Mapping Shakespeare’s imagined world

I recently visited the British Museum’s exhibition, Shakespeare: staging the World. It’s an amazing display of objects relating to the world Shakespeare knew, seen alongside video extracts of actors performing speeches from the plays, all arranged around a number of themes.

The exhibition has been widely praised in reviews, here and here, and this link leads to a series of blog posts about creating the exhibition.

The Sheldon tapestry map of Warwickshire

You can’t avoid the fascination with places in this exhibition. Views of London, of Venice, a pair of globes, Saxton’s map of Warwickshire, Laurence Nowell’s handy little 1564 map of England and Ireland made for William Cecil, and most impressive because of its huge size the Sheldon tapestry map of Warwickshire, made around 1588. This was one of four depicting counties in the English midlands, woven for Ralph Sheldon to hang in his house in Weston, Warwickshire. The maps specifically showed areas where Sheldon owned land.

Detail of the Sheldon map

Maps feature in a number of Shakespeare’s plays, notably King Lear and Henry IV Part 1. Nowadays maps are mostly used to get from A to B, but in Shakespeare they are to do with land ownership and management.

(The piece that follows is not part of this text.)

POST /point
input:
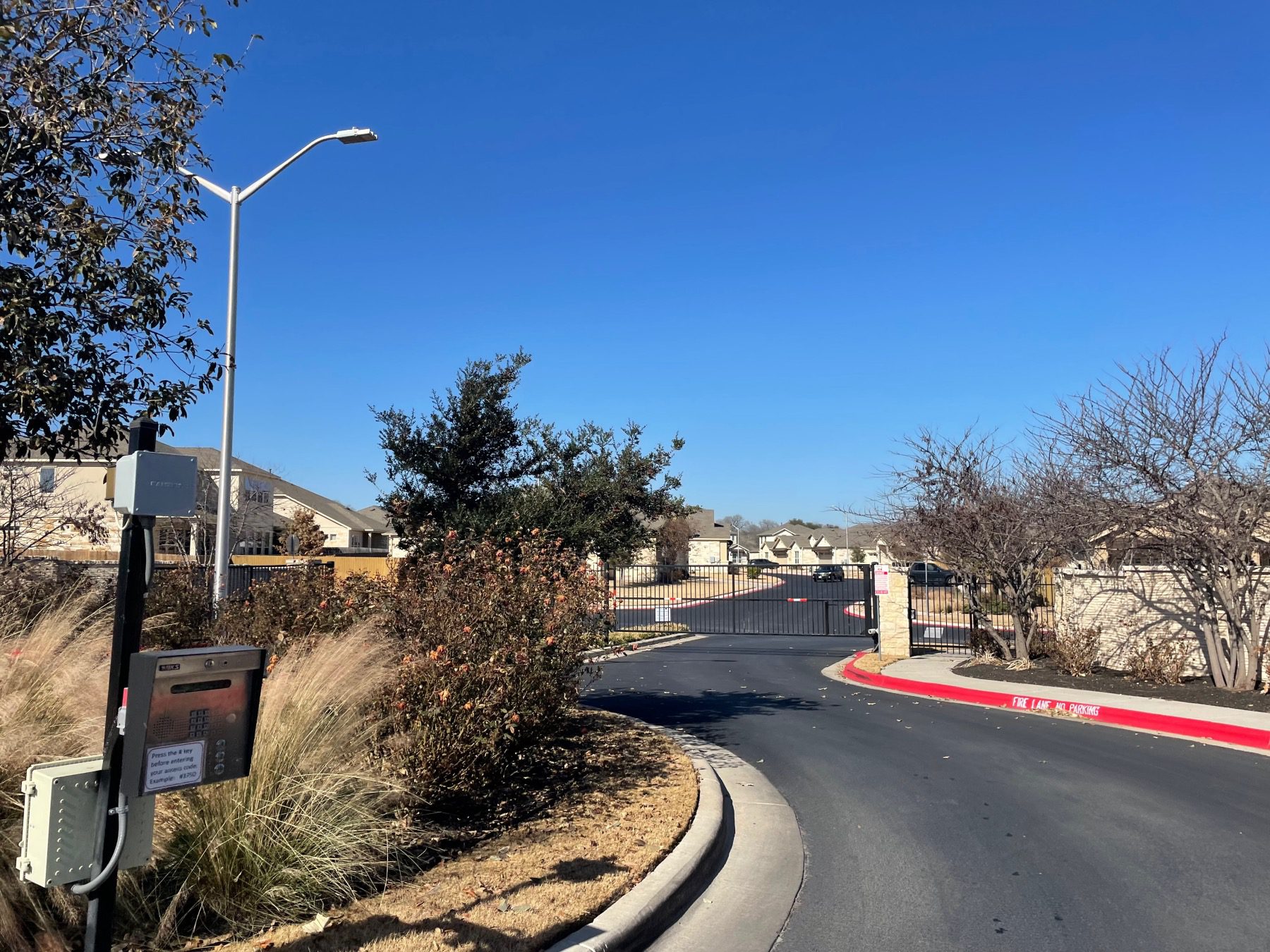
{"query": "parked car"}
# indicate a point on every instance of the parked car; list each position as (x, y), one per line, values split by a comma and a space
(931, 575)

I’ve never been so aware before of the Shakespeare’s obsession with the idea of who controls the land and the people who live there. As well as the plays mentioned above and the other English history plays it’s a dominant theme in plays such as Hamlet, Macbeth, The Winter’s Tale and even comes into Love’s Labour’s Lost. The nature of government is discussed in Measure for Measure and Romeo and Juliet where rulers have difficulty controlling their subjects.

The exhibition makes the point that Shakespeare picks up the anxiety of the times about the effect that a change of ruler could have on the public. Monarchs had the power to control the religion and politics of the country using force. No wonder people were insecure. A recent book by Stephen Alford, The Watchers: a secret history of the reign of Elizabeth 1, looks at the subject.

But people couldn’t discuss the question that most concerned them: who would follow Elizabeth. Following the well-publicised plot to place Mary Queen of Scots on the throne the 1571 Treason Act had made it treason to discuss the question of the succession. This link takes you to a blog discussing a painting, The Allegory of the Tudor Succession which is in the exhibition.

Ideas for design of the British flag

To get round this difficulty Shakespeare and other writers set his plays in places or times remote from contemporary England, but it didn’t always work. The exhibition points out that Fulke Greville destroyed his own play on Antony and Cleopatra because the story was too reminiscent of Elizabeth’s attachment to the Earl of Essex. Shakespeare wrote his play on the subject only after the death of Elizabeth. And it also points out that although Shakespeare refers many times to England in his early plays it’s in Cymbeline, a play set in Roman times, that he repeatedly mentions Britain. The play was written after James 1’s attempts to unify Scotland and England, and to drive the point home in the First Folio the play is entitled Cymbeline, King of Britain. 

Part of the Hollar view of London

In Shakespeare’s time London was not the world city is has since become, but was rapidly gaining in importance. The Folger Shakespeare Library has created some podcasts on early London, which can be downloaded here.   And the British Library has just published a new book London: a history in maps.